Dilipak, Milliyetçi Hareket Partisinin ekonomide yaşanan
olumsuzlukların etkilerinin araştırılması amacıyla verdiği önerge üzerine
aleyhte söz aldı. Türkiye'nin bir yüzünü Batı’ya, bir yüzünü Doğu’ya çevirip
dünyada sözü dinlenen ve itibar gören politikalar geliştirme çabaları
içerisinde olduğunu ifade eden Kahramanmaraş Milletvekili Mehmet Uğur Dilipak,
İran’la Kasım ayı içerisinde yapılan ekonomik iş birliği anlaşmalarının bunun
en somut örneği olduğunu kaydetti.
Dilipak, “Bu araştırma önergesinin gerekçesi incelendiğinde
-ortaya çıkan sonuç- Türkiye’nin mevcut ekonomisi, dünyadaki ekonomik
gelişmelere bakılmaksızın tamamen gerçekçi olmayan birtakım rakamlarla ortaya
konulmaktadır. İlgili önergenin gerekçesinde belirtilen 2008 yılı büyüme
rakamlarının düşük çıkmasından itibaren sanki Türkiye’de ekonomik manada farklı
dengesizlikler olduğu ifade edilmektedir” dedi.
Türkiye ekonomisinin, bölgedeki terör örgütlerinin
faaliyetlerinden etkilenmemesinin mümkün olmadığını dile getiren Milletvekili
Dilipak, şunları söyledi: “Dünya üzerinde pay sahibi ve kendini egemen gören
bazı ülkelerin Arap Baharı, Suriye olayları, Irak olaylarıyla, PYD, DEAŞ gibi
terör örgütlerinin bölgede aktif rol oynamasıyla birçok ülke ekonomik
bağımsızlığın yanında ülke bütünlüklerini de kaybetmiştir.
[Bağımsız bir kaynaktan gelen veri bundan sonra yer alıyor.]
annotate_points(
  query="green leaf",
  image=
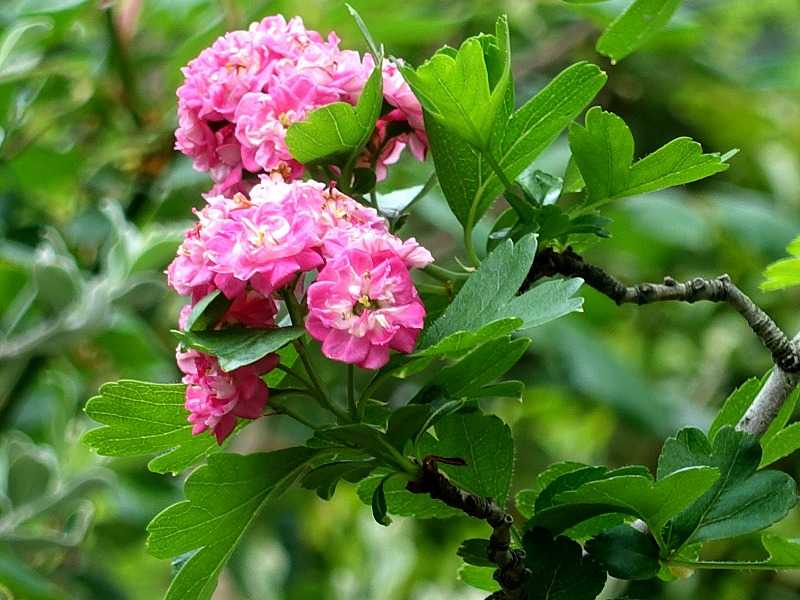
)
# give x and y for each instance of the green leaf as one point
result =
(489, 295)
(743, 500)
(481, 366)
(559, 570)
(469, 183)
(466, 90)
(635, 26)
(142, 418)
(481, 578)
(735, 406)
(626, 553)
(655, 502)
(785, 272)
(603, 150)
(222, 499)
(370, 439)
(207, 311)
(485, 444)
(782, 554)
(236, 347)
(784, 443)
(475, 552)
(337, 132)
(525, 500)
(379, 509)
(401, 502)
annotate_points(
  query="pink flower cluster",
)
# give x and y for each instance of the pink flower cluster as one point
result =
(362, 304)
(241, 94)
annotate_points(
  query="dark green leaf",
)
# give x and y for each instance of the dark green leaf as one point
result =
(481, 366)
(559, 570)
(379, 509)
(626, 553)
(485, 444)
(743, 500)
(236, 347)
(337, 132)
(603, 150)
(222, 500)
(142, 418)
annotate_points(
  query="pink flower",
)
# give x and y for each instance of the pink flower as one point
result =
(363, 305)
(216, 399)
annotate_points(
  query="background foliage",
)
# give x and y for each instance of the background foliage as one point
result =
(93, 200)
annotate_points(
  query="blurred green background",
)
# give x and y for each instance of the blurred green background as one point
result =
(93, 201)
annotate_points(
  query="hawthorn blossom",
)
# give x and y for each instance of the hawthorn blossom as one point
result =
(216, 399)
(241, 94)
(362, 306)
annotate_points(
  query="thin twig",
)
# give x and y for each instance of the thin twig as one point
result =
(719, 289)
(511, 571)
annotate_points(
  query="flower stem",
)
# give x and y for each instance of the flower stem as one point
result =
(351, 393)
(295, 314)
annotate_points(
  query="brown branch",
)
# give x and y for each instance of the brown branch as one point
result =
(550, 262)
(511, 571)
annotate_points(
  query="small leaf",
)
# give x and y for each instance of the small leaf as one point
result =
(481, 366)
(481, 578)
(475, 552)
(489, 295)
(142, 418)
(207, 311)
(236, 347)
(559, 570)
(626, 553)
(401, 502)
(223, 498)
(465, 91)
(635, 26)
(379, 509)
(742, 501)
(785, 272)
(603, 150)
(783, 554)
(485, 443)
(337, 132)
(735, 406)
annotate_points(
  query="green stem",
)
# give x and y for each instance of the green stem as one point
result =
(296, 375)
(351, 392)
(281, 408)
(295, 314)
(444, 275)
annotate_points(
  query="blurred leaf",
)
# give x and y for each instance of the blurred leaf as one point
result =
(735, 406)
(559, 571)
(236, 347)
(485, 443)
(338, 131)
(401, 502)
(635, 26)
(655, 502)
(146, 418)
(743, 500)
(626, 553)
(603, 151)
(785, 272)
(223, 498)
(475, 552)
(481, 578)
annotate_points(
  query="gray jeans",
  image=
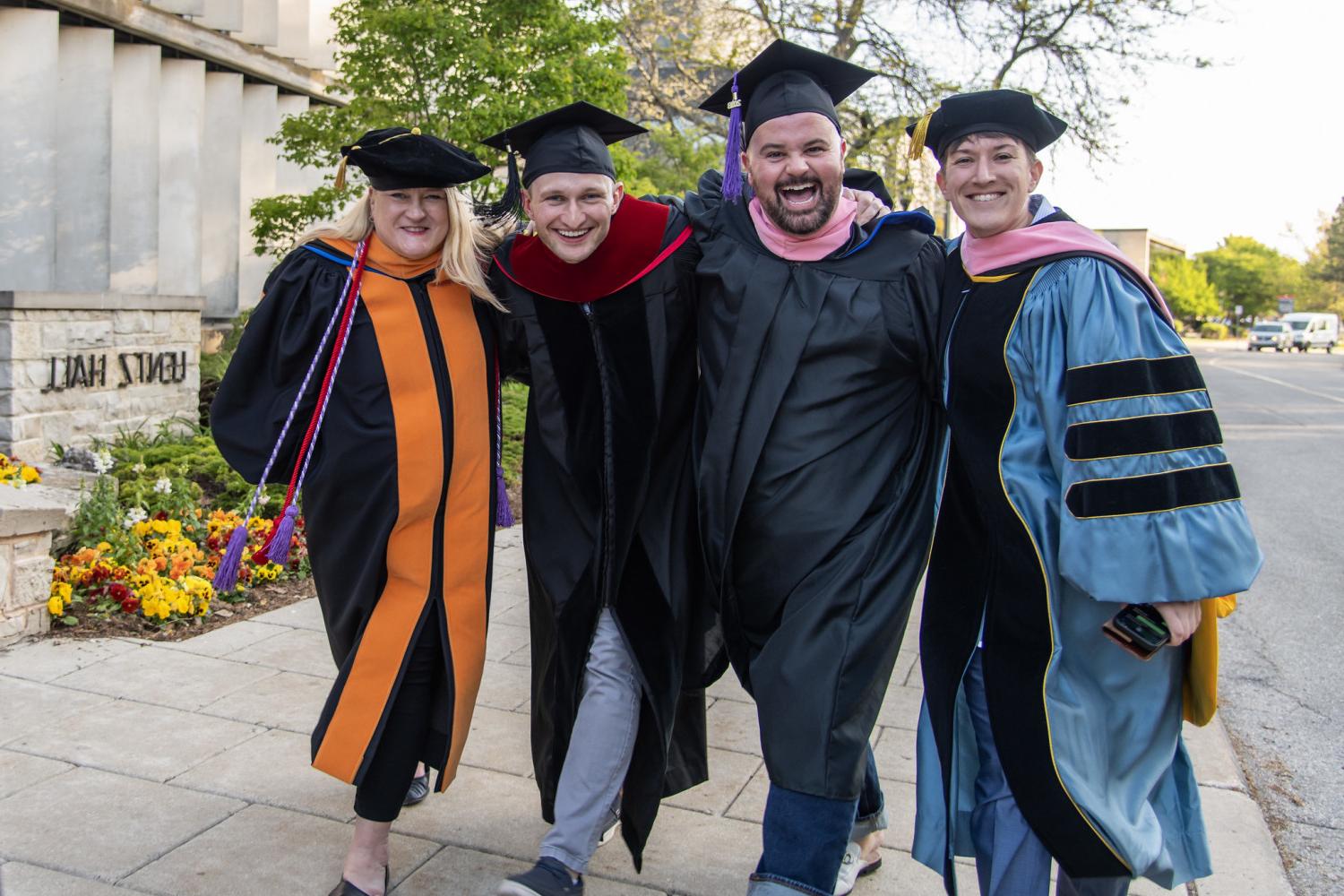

Bugün gelinen durum
ortadadır. Yanı başımızda, bizzat içimizde gerçekleşen bu olaylardan elbette
etkilenmememiz mümkün değildir. Bu da yetmiyormuş gibi, 15 Temmuzdaki işgal
hareketini ülkemizde faaliyete sokan emperyalist güçler ve onların hain
uşakları ülkemizin bekasına, yarınlarına kast etmişlerdir. Bu ortamda,
Hükûmetimiz ve siyasi partilerimiz milletiyle el ele verip bu sorunun
üstesinden gelmesini bilmişlerdir. Ülkemizin ve dünyanın siyasal anlamda
geçtiği süreç hepimizin malumu -Suriye, Musul, Irak, Avrupa, Amerika, Rusya
gibi bölgedeki siyasi gelişmeler bütün dünyayı olduğu gibi ülkemizi de her
yönden etkilemiştir. Ülkemizin stratejik konumu itibarıyla içte, dışta terör
örgütleri FETÖ ve PKK’yla mücadelesi ister istemez ekonomiyi de etkilemiştir
ancak bu etkilenme muhalefetin çizdiği tablo gibi değildir. Mesela, 15 Temmuz
darbe girişimine rağmen 18 Temmuz’da bankalarımız açık, borsalarımız
faaliyette, ekonomimiz sanki hiçbir şey olmamış gibi tıkır tıkır çalışmıştır.
Aynı şekilde, halkımız milyarlarca TL değerindeki birikimini devletine,
milletine ve Hükûmetine güvenerek yastık altından çıkarmış, 15 Temmuz’da işgal
edilmiş olan havaalanımız bir gün sonra uluslararası uçuşa açılmıştır.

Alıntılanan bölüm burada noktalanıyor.